(373e) Optimal Production of Solar Photovoltaic Panels in Mexico through a Hybrid Machine Learning and Mathematical Programming Approach | AIChE

(373e) Optimal Production of Solar Photovoltaic Panels in Mexico through a Hybrid Machine Learning and Mathematical Programming Approach

Authors 

Lira-Barragán, L. F. - Presenter, Universidad Michoacana de San Nicolás de Hidalgo
Ramírez-Márquez, C., Universidad de Guanajuato
Rubio-Castro, E., Universidad Autónoma de Sinaloa
Ponce-Ortega, J. M., Universidad Michoacana de San Nicolas de Hidalgo
Nowadays, solar energy technology represents the third most widely applied renewable energy source in the world, behind only hydroelectric and wind power. Electricity generated from fossil fuels generates CO2 emissions ranging between 400 to 1,000 gCO2 eq/kWh, while the emissions from silicon-based solar panels range from 98.3 to 149.3 g CO2 eq/kWh, with an average value of 123.8 g CO2 eq/kWh. Hence, photovoltaic (PV) technology represents promising opportunities to meet future global energy demand in an environmentally friendly manner. In recent decades, the uptake of solar PV has grown considerably, establishing a strong global market for solar panels capable of producing clean energy. Furthermore, it is projected that photovoltaic electricity will dominate the world's energy supply before the end of the 21st century.
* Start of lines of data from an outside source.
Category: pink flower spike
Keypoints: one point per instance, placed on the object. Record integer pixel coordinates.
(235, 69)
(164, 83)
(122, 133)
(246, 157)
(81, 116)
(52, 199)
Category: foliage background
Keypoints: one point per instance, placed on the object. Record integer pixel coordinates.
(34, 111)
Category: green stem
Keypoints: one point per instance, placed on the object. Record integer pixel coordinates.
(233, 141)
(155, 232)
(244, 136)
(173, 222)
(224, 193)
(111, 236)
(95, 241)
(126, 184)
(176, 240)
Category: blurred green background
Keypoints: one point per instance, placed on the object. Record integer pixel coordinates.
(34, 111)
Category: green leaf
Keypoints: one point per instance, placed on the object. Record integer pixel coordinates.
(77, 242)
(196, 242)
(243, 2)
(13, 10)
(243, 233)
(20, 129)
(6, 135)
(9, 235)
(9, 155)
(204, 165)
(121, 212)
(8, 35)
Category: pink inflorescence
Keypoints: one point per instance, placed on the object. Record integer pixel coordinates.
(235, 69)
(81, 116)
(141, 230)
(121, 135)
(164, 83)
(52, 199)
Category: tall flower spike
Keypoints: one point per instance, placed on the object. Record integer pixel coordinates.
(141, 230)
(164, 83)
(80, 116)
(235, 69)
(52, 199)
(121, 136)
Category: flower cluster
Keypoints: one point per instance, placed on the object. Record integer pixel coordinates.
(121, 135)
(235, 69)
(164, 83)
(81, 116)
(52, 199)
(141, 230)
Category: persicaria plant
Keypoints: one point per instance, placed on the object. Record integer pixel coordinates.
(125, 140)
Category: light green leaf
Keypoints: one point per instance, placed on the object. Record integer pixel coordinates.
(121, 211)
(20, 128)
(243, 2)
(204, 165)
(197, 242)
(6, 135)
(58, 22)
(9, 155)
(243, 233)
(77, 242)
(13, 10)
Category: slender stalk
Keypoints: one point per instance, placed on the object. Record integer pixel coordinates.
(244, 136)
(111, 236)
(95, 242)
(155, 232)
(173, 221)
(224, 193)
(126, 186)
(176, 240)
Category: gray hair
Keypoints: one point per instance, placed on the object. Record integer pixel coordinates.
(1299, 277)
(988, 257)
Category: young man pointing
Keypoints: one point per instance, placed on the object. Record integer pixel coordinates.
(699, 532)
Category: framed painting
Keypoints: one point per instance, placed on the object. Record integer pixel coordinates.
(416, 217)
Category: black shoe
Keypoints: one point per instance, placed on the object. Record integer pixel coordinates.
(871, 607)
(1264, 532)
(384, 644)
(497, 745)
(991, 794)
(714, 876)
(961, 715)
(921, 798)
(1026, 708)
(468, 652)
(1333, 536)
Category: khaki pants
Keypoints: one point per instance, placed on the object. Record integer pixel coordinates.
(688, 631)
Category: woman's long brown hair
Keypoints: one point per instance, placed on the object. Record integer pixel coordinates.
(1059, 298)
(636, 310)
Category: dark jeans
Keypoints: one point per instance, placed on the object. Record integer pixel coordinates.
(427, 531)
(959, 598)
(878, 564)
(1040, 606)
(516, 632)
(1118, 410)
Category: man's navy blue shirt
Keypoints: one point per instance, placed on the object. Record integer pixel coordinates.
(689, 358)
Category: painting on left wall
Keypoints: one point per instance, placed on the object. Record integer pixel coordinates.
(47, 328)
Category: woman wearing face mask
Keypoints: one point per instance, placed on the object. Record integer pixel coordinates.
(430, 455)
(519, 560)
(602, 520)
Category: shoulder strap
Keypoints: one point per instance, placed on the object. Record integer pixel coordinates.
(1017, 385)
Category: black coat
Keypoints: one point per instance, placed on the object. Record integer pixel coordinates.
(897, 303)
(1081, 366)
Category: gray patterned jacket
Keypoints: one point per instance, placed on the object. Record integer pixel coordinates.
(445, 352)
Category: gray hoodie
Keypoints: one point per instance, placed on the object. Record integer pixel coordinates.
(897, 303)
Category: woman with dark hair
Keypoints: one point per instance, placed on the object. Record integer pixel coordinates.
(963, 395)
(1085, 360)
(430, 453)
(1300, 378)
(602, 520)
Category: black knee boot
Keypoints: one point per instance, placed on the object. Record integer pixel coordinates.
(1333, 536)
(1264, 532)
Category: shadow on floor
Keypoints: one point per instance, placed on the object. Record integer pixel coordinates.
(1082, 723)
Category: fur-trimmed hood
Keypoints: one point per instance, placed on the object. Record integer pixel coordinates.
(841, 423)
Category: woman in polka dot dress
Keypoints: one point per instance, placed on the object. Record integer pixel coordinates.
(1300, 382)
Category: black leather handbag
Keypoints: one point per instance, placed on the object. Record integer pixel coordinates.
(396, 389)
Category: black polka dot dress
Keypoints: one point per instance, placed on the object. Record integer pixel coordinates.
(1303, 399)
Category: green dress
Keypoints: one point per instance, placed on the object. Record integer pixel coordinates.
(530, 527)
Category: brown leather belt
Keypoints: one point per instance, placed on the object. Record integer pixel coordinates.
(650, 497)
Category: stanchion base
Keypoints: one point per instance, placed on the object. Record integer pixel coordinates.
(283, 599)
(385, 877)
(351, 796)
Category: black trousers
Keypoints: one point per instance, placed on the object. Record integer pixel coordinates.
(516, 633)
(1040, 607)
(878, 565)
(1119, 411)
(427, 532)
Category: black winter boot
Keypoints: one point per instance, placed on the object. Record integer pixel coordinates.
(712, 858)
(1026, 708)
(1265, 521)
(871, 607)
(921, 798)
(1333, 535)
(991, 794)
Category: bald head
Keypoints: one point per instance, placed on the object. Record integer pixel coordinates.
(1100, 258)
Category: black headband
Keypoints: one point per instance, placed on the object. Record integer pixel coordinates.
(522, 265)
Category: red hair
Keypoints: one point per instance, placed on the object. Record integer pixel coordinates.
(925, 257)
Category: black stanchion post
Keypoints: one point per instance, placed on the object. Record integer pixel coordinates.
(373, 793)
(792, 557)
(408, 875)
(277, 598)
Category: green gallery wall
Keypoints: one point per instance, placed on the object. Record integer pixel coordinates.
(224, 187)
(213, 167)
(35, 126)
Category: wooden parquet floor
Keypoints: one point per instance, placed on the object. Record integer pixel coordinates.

The last decade has been exceptionally significant for solar PV, with the worldwide installed capacity for solar power generation comparable to other energy production technologies. Indeed, solar energy has contributed more new capacity than the combined capacity of both nuclear and fossil fuel power generation.

Latin America, with Mexico in a prominent position, looms as a region full of promising opportunities in the PV market. This potential is driven by its abundant solar resources, rapid growth in electricity demand, and a progressive legislative environment conducive to the widespread adoption of renewable energy. Mexico, in particular, plays a crucial role in this context, positioned alongside its Latin American colleagues, because it combines significant levels of solar irradiation with an attractive market that captures the attention of potential investors. Brazil has also charted a unique path in the region by effectively integrating solar PV into energy auctions, which has led to a remarkable increase in the number of solar PV installations that are seamlessly connected to the grid. However, while other countries in the region are gradually adopting PV in their energy matrices, a proactive effort is underway to implement programs and mechanisms aimed at accelerating the proliferation of PV projects.

However, with the increase in the number of solar PV installations, the challenge of achieving large-scale, sustainable solar panel production becomes even more crucial. In Mexico, the development of a local industry value chain remains a significant obstacle. Currently, the country has 10 local solar PV panel manufacturers that collectively contribute to an annual production capacity of 1.5 GW. This highlights the growing importance of strengthening a strong domestic supply chain to meet the demands of solar energy expansion in Mexico. It underscores the growing momentum of the solar sector in Mexico, although there is still potential for further growth and to establish a strong domestic supply chain to support the expansion of the industry.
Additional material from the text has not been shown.